Y en el camino, hielo y nieve


Las rutas de noche tienen eso: no se ve nada. Y antes de que efectivamente viéramos nada el aparatito que llevan ahora los coches en algún lugar empezó a indicarnos "riesgo de hielo, riesgo de hielo" y a tocar pitos de alerta. Mamma mia! Sí, modere la velocidad, prepárese para patinar como si anduviera en una pista de manteca, asústese bien asustado antes de que pase nada. Como si necesitara yo algún tipo de incentivo para asustarme, carajo.

La cuestión es que era noche cerrada; llovía un agua fina y helada, el termómetro del auto marcaba 0º, y enseguida empezamos a alumbrar con los focos pinos enormes con las ramas dobladas por el peso de la nieve y el hielo.

Mientras tanto la radio nos contaba que en la costa catalana la cosa había venido y venía de catástrofe: vientos de huracán, temporal de frío y nieve, muertos arrastrados por el oleaje enfurecido. Una noche preciosa para andar por esos caminos de Dios.
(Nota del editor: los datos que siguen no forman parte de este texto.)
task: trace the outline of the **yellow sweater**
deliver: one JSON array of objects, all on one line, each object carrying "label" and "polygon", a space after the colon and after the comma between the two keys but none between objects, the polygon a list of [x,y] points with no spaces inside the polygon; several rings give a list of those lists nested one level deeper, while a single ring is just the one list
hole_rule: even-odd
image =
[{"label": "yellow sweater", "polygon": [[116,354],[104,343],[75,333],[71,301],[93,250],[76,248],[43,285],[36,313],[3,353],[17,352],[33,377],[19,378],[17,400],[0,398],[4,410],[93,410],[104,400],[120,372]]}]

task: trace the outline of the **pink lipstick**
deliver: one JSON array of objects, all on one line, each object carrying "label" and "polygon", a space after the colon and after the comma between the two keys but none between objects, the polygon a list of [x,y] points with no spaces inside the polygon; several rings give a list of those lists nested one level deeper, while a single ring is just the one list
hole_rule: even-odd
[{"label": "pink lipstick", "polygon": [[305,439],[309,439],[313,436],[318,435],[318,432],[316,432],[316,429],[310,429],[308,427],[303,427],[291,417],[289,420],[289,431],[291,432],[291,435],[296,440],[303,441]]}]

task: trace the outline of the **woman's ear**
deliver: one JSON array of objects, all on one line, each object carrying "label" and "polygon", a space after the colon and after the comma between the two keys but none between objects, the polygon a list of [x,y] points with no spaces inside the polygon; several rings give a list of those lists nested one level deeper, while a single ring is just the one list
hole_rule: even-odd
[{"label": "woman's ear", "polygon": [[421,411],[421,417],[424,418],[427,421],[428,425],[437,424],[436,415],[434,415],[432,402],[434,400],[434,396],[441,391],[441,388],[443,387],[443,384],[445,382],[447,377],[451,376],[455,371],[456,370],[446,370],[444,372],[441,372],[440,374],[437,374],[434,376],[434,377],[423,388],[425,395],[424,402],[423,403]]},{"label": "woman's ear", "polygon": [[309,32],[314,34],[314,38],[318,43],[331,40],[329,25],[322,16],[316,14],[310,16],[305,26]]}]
Llegamos a Zaragoza cerca de la medianoche. La verdad es que la desgraciada que nos habla sin parar nos llevó esta vez derechito hasta la puerta del hotel. No paró de llover desde que bajamos del barco en Barcelona hasta que llegamos.

Cruzamos el Ebro, impresionante, y vimos las cúpulas del Pilar. En mitad de la noche, muertos de frío y de hambre, con todo el cansancio del viaje y la tensión del clima horrible, aquellas cúpulas nos dejaron a los cuatro mudos. Son preciosas. Y son acogedoras. Por ahora ahí va la foto que sacaría dos días después. Ya les contaré.

Rumbo a Zaragoza, el frío


Y ahí los tienen a los tres, todavía en el puerto de Palma, en un mediodía gris. Pero sigamos: recién llegados a Barcelona enfilamos rumbo a Zaragoza, nuestro primer destino, guiados por lo que sería la novedad del viaje: el nunca bien ponderado GPS. Un aparatito que ahora nos parece el colmo de la sofisticación y que dentro de unos años nos resultará ridículo, que nos va diciendo con una voz de mujer rarísima: doble a la derecha y siga recto durante 16 kilómetros, o cosas parecidas.
La desgraciada, a la que ahora que pienso todavía no bauticé, pero ya llegará, ya llegará, nos sacó de Barcelona más o menos rápido. Pero no reconoce las calles cortadas, ni los arreglos, ni los carteles provisionales de desvío; así que cuando todos los coches que salían del barco iban para allá, nosotros doblamos para acá, por una calle que obviamente no tenía salida. A pesar del deslumbramiento de mi Bibi, que se enamoró perdido del aparatito, yo sigo pensando que simplemente siguiendo los carteles y con un planito de papel, hubiéramos salido igual y sin aguantar a la pesada que insiste: doble a la derecha, entonces, doble a la derecha y doble a la derecha.
Pero en fin: autopista y rumbo a Zaragoza. En cuanto estuvimos ya encaminados o autopistados paramos a tomar algo caliente y sacudirnos el mareo del barco. Hacía un frío espantoso. El bar del camino en el que paramos era una verdadera desolación. Y sólo entró una familia, matrimonio y dos hijos (así, de paso, cuánto hace el dinero y el esfuerzo por nosotras las mujeres ya de una edad: la madre se veía bastante bien; el marido, bastante estropeado; los dos hijos, parecidos a ella en realidad, desgraciadamente feos; feos con ganas; feos de ay mamita qué feos. Yo os quiero confesar, don Juan primero, que aquel blanco y color de doña Elvira... y sigan, si se acuerdan) que venían con nosotros en el barco. ¿Que cómo los reconocí? Porque además de dos hijos feísimos ella tenía una cartera de Loewe divina, y las mujeres miramos esas cosas.

Tarde noche de Epifanía


Hoy es 6 de enero. Ni les cuento en qué lugar exacto del mundo me gustaría a mí estar en este día tan mágico porque ya todos lo saben. Pero ocurre que estoy en la helada Barcelona, y también está muy bien. A no quejarse, que con las noticias que corren estos días toda queja resulta un esperpento.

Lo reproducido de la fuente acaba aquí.